The correct expression is $|x|$. The antiderivative of $\frac1x$ is $\log |x|$, which can be verified by computing the derivative of $\log |x|$ in the region $x>0$ and $x<0$ separately.

Correct answer

Neither is correct; the correct answer is $C|x|$, for some $C>0$, because you need to remember the constant! $$ e^{\int \frac1x\,dx}=e^{\log|x|+K}=e^K|x|:= C|x|. $$

Super nitpicky correct answer

Actually, integrating $\frac1x$ requires two constants; one in the $x>0$ region, one in the $x<0$ region. You can verify that for any $K_1,K_2$, the following piecewise function is an antiderivative of $1/x$: $$ f(x)=\begin{cases} \log|x|+K_1 & x>0\\ \log|x|+K_2 & x<0 \end{cases} $$ This is the full answer, because every antiderivative does have this form. Therefore, $$ e^{\int\frac1x\,dx}=\begin{cases} C_1|x| & x>0\\ C_2|x| & x<0 \end{cases} $$ where $C_1,C_2>0$.

The general antiderivative is as described in the answer by Mike Earnest.

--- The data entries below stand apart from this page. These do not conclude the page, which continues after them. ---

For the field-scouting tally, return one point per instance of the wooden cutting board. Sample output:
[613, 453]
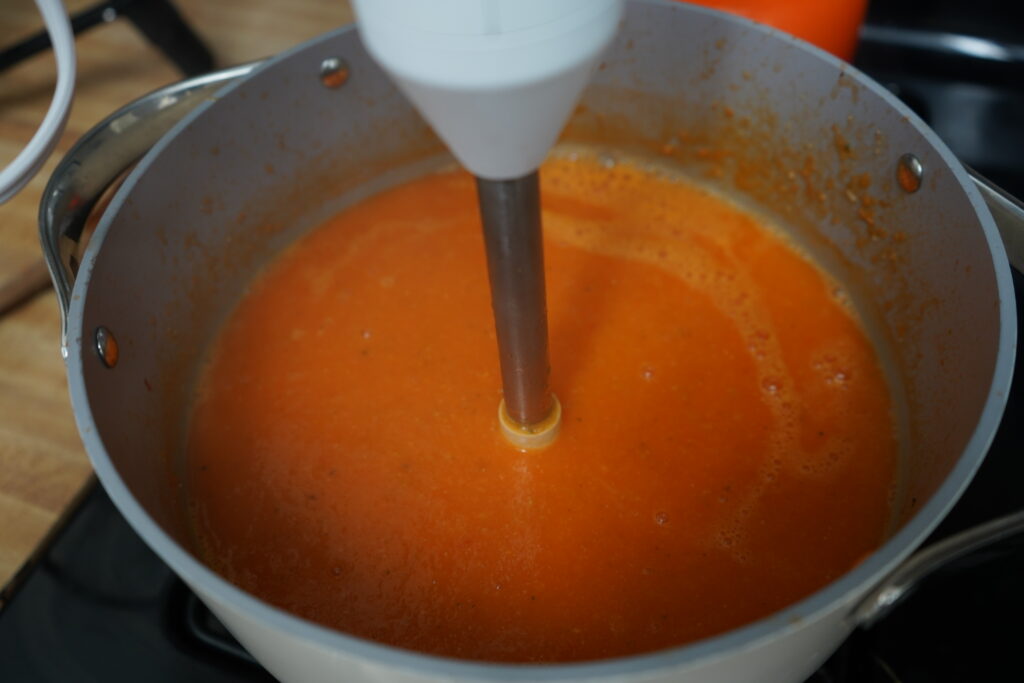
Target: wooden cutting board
[42, 463]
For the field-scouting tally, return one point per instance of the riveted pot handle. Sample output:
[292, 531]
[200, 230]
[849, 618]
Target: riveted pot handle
[98, 159]
[898, 585]
[1008, 211]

But in the context of ODEs, where you're going to multiply both sides of the equation by the integrating factor, you can just multiply by $x$ instead of $|x|$, since if $x<0$ the only thing that would be different is a factor of $-1$ one both sides, which doesn't make any difference as far as the ODE is concernced. (And for the same reason, you don't gain any generality by multiplying by the most general antiderivative $C_{1,2}|x|$.)